I did not expect this degree of progress so soon; I am now much less certain about the limits of LLMs and less prepared to dismiss very short timelines.
With that said… the problems that it has solved do seem to be somewhat exhaustive search flavored. For instance it apparently solved an open math problem, but this involved arranging a bunch of spheres. I’m not sure to what degree LLM insight was required beyond just throwing a massive amount of compute at trying possibilities. The self-improvements GDM reports are similar—like faster matrix multiplication in I think the 4x4 case. I do not know enough about these areas to judge whether AI is essential here or whether a vigorous proof search would work. At the very least, the system does seem to specialize in problems with highly verifiable solutions. I am convinced, but not completely convinced.

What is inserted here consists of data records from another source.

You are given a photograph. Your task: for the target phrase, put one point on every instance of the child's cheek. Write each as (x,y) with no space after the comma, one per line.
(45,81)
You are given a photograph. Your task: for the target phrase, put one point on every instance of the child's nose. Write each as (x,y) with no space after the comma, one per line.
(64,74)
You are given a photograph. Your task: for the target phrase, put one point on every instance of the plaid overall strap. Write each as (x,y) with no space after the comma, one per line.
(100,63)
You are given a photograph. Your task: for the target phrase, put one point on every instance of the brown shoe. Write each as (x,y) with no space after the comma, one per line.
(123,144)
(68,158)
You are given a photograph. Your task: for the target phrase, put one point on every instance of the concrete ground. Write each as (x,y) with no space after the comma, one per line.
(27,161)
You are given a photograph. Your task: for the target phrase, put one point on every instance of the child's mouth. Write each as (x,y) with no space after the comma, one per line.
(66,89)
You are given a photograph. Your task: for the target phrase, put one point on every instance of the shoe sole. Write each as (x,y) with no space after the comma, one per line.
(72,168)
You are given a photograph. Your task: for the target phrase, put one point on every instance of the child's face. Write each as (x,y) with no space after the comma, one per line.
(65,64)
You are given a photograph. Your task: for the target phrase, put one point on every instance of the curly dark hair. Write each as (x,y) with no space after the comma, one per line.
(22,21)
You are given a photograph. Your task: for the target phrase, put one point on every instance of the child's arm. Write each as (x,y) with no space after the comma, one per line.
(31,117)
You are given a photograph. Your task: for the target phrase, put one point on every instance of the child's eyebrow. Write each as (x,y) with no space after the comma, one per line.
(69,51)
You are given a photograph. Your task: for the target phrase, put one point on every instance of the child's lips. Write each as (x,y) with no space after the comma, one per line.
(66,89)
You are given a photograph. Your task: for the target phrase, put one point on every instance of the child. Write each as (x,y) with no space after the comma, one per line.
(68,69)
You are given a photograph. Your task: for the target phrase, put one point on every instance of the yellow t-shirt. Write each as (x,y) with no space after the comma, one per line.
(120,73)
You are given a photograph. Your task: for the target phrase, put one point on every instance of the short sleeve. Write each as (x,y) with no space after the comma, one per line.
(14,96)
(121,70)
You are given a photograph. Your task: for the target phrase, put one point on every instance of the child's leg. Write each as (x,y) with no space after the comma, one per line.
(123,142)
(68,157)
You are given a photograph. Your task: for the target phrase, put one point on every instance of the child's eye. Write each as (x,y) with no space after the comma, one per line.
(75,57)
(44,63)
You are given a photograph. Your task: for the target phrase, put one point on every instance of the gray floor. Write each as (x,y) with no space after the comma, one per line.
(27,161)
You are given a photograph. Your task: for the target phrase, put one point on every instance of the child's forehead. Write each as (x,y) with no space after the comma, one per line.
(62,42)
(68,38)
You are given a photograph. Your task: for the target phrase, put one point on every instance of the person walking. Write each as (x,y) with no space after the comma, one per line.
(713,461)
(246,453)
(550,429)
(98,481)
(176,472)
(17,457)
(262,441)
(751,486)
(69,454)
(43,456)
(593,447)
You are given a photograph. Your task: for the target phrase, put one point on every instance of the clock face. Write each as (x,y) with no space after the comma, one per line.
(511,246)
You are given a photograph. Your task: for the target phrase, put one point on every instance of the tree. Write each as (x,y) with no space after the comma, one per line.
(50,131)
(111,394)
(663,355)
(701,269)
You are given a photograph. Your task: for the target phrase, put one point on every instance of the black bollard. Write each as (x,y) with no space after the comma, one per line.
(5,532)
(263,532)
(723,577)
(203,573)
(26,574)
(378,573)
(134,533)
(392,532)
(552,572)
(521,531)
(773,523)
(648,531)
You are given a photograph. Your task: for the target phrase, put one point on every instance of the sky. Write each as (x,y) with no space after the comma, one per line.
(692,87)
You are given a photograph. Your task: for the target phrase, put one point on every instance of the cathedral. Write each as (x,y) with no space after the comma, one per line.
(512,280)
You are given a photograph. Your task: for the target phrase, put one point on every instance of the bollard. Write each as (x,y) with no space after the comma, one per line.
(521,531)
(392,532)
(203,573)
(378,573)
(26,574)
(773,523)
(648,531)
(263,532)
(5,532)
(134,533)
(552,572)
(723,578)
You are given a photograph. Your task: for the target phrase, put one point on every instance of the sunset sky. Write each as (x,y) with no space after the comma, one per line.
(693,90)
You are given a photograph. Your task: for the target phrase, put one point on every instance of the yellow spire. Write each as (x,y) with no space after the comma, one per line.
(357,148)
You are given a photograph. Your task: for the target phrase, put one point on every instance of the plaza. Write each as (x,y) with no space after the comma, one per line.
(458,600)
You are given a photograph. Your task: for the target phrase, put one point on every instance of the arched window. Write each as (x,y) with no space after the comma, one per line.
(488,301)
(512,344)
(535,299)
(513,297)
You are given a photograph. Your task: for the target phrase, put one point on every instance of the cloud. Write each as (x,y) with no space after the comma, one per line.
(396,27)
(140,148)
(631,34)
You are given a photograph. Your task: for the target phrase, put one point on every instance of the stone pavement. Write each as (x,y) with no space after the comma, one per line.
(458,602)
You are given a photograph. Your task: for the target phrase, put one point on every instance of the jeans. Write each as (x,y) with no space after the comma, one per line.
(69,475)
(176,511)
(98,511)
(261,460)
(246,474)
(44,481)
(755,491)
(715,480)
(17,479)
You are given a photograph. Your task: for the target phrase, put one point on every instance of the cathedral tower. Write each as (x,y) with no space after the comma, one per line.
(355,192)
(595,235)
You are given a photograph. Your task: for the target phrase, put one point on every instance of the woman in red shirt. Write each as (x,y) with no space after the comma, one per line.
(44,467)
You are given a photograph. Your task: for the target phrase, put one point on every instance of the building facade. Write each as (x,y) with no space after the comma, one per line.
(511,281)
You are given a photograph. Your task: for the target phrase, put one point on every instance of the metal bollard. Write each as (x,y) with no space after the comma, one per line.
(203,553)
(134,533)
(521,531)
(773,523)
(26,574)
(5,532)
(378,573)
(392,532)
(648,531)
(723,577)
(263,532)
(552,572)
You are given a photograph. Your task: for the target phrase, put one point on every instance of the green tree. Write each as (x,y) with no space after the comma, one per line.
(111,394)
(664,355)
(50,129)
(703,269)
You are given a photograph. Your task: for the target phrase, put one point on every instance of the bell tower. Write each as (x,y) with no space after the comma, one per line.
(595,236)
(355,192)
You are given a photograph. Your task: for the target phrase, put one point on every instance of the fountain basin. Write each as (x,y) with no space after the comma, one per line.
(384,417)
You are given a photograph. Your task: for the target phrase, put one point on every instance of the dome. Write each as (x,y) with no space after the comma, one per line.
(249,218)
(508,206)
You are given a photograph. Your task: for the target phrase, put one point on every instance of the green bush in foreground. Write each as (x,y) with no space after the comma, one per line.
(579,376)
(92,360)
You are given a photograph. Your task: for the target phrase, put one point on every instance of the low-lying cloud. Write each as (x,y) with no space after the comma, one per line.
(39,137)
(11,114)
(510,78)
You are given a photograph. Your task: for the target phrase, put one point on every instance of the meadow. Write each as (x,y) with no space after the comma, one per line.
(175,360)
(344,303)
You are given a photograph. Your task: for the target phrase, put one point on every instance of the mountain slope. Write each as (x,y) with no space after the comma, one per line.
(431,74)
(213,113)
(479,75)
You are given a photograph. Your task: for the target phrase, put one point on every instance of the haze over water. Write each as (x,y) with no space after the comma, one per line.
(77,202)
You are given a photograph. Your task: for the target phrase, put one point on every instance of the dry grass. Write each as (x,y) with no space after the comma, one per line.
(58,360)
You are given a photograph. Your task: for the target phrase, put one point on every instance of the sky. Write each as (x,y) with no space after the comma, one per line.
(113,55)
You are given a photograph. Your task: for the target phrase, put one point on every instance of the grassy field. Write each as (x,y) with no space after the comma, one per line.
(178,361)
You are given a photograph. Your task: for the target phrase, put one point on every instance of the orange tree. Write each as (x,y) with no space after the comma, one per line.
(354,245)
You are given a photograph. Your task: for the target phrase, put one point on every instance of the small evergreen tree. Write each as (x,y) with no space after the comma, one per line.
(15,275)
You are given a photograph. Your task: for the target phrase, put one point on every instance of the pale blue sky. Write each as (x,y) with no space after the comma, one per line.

Also, for the last couple of months whenever I’ve asked why LLMs haven’t produced novel insights, I’ve often gotten the response “no one is just letting them run long enough to try.” Apparently GDM did try it (as I expected) and it seems to have worked somewhat well (as I did not expect).
Heads up: I am not an AI researcher or even an academic, just someone who keeps up with AI
But I do have quick thoughts as well;
Kernel optimization (which they claim is what resulted in the 1% decrease in training time) is something we know AI models are great at (see RE-Bench and the multiple arXiv papers on the matter, including from DeepSeek).
It seems to me like AlphaEvolve is more-or-less an improvement over previous models that also claimed to make novel algorithmic and mathematical discoveries (FunSearch, AlphaTensor) notably by using better base Gemini models and a better agentic framework. We also know that AI models already contribute to the improvement of AI hardware. What AlphaEvolve seems to do is to unify all of that into a superhuman model for those multiple uses. In the accompanying podcast they give us some further information:
The rate of improvement is still moderate, and the process still takes months. They phrase it as an interesting and promising area of progress for the future, not as a current large improvement.
They have not tried to distill all that data into a new model yet, which seems strange to me considering they’ve had it for a year now.
They say that a lot of improvements come from the base model’s quality.
They do present the whole thing as part of research rather than a product
So yeah I can definitely see a path for large gains in the future, thought for now those are still on similar timetables as per their own admission. They expect further improvements when base models improve and are hoping that future versions of AlphaEvolve can in turn shorten the training time for models, the hardware pipeline, and improve models in other ways. And for your point about novel discoveries, previous Alpha models seemed to already be able to do the same categories of research back in 2023, on mathematics and algorithmic optimization. We need more knowledgeable people to weight in, especially to compare with previous models of the same classification.
This is also a very small thing to keep in mind, but GDM models don’t often share the actual results of their models’ work as usable/replicable papers, which has caused experts to cast some doubts on results in the past. It’s hard to verify their results, since they’ll be keeping them close to their chests.